Reduced-order modeling of large-scale turbulence using Koopman $β$-variational autoencoders
Rakesh Halder, Benet Eiximeno, Oriol Lehmkuhl
TL;DR
The paper addresses the challenge of building accurate reduced-order models for scale-resolving turbulence by mitigating the influence of chaotic small-scale structures. It introduces a Koopman $β$-VAE that enforces approximately linear latent dynamics via a Koopman loss, yielding denoised latent representations that emphasize large-scale coherent flow features, and couples this with an LSTM ensemble for robust time-series forecasting of the latent variables. The approach preserves bulk flow characteristics and spectral content while reducing turbulent kinetic energy due to filtering of small scales, achieving stable long-horizon ROM predictions across multiple yaw angles of a Windsor-body LES. Practically, this framework offers a scalable, unsupervised method for real-time surrogate modeling in design optimization, with future potential extensions to unstructured meshes and fully 3D flows.
Abstract
Reduced-order models (ROMs) are very popular for surrogate modeling of full-order computational fluid dynamics (CFD) simulations, allowing for real-time approximation of complex flow phenomena. However, their application to CFD models including large eddy simulation (LES) and direct numerical simulaton (DNS) is limited due to the highly chaotic and multi-scale nature of resolved turbulent flow.

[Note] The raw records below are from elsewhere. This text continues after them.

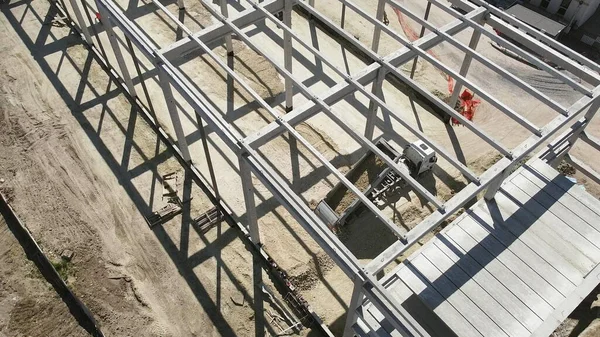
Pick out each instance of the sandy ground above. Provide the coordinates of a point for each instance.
(78, 157)
(26, 297)
(82, 171)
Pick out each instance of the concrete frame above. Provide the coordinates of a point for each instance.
(367, 286)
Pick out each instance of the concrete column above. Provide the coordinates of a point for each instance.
(377, 31)
(181, 141)
(373, 108)
(81, 22)
(464, 69)
(287, 54)
(105, 19)
(225, 13)
(355, 302)
(211, 170)
(248, 189)
(425, 17)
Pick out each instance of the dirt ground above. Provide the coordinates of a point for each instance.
(25, 296)
(83, 168)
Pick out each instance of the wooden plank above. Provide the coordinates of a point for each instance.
(431, 297)
(552, 221)
(543, 169)
(475, 292)
(584, 212)
(487, 248)
(552, 204)
(590, 283)
(495, 288)
(372, 318)
(525, 244)
(502, 273)
(511, 210)
(456, 298)
(419, 310)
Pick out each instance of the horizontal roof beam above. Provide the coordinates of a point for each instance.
(440, 65)
(364, 77)
(536, 46)
(470, 191)
(482, 59)
(219, 30)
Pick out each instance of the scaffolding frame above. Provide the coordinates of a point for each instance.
(477, 14)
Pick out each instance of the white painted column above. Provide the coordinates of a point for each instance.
(225, 13)
(355, 302)
(373, 108)
(287, 53)
(377, 31)
(81, 22)
(248, 189)
(181, 141)
(425, 17)
(464, 69)
(105, 19)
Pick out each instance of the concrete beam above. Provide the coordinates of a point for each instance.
(219, 30)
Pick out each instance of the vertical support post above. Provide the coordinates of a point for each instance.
(287, 55)
(355, 302)
(81, 22)
(372, 113)
(377, 31)
(181, 141)
(425, 17)
(211, 170)
(465, 67)
(247, 186)
(104, 17)
(225, 13)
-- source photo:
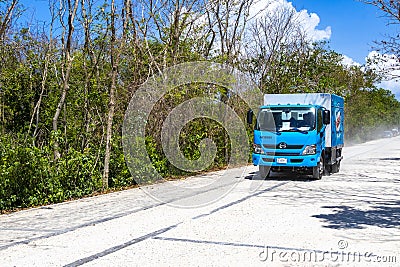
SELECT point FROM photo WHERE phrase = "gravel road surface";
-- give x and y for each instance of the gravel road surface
(351, 218)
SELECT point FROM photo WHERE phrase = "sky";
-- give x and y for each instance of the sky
(353, 28)
(349, 26)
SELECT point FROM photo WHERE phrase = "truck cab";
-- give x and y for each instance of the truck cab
(299, 133)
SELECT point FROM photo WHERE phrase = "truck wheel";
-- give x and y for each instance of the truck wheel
(263, 171)
(318, 170)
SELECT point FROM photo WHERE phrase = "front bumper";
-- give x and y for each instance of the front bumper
(285, 161)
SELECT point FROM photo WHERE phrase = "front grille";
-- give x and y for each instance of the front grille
(296, 160)
(268, 159)
(282, 154)
(286, 154)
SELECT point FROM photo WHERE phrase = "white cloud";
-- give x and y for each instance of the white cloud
(389, 67)
(310, 23)
(348, 61)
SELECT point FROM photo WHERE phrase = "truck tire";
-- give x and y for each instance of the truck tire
(263, 171)
(319, 170)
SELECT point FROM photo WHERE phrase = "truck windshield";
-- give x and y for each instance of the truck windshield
(281, 119)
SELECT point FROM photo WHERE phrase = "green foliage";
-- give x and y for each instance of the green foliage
(28, 177)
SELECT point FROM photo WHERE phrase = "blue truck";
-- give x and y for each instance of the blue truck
(301, 133)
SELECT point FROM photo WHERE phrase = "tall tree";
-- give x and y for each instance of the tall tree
(68, 30)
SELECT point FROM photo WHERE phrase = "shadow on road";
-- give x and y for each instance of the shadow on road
(384, 215)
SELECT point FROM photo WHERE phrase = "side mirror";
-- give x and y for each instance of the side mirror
(250, 116)
(326, 117)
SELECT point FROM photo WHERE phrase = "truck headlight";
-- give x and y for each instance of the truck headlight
(257, 149)
(310, 150)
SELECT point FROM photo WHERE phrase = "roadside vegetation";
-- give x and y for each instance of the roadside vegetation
(65, 85)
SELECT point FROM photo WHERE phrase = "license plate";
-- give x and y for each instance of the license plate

Due to the large amounts of noise present in small-scale turbulent structures, error accumulation becomes a major issue, making long-term prediction of unsteady flow infeasible. While linear subspace methods like dynamic mode decomposition (DMD) can be used to pre-process turbulent flow data to remove small-scale structures, this often requires a very large number of modes and a non-trivial mode selection process. In this work, a ROM framework using Koopman $β$-variational autoencoders ($β$-VAEs) is introduced for reduced-order modeling of large-scale turbulence. The Koopman operator captures the variation of a non-linear dynamical system through a linear representation of state observables. By constraining the latent space of a $β$-VAE to grow linearly using a Koopman-inspired loss function, small-scale turbulent structures are filtered out in reconstructions of input data and latent variables are denoised in an unsupervised manner so that they can be sufficiently modeled over time. Combined with a long short-term memory (LSTM) ensemble for time series prediction of latent variables, the model is tested on LES flow past a Windsor body at multiple yaw angles, showing that the Koopman $β$-VAE can effectively denoise latent variables and remove small-scale structures from reconstructions while acting globally over multiple cases.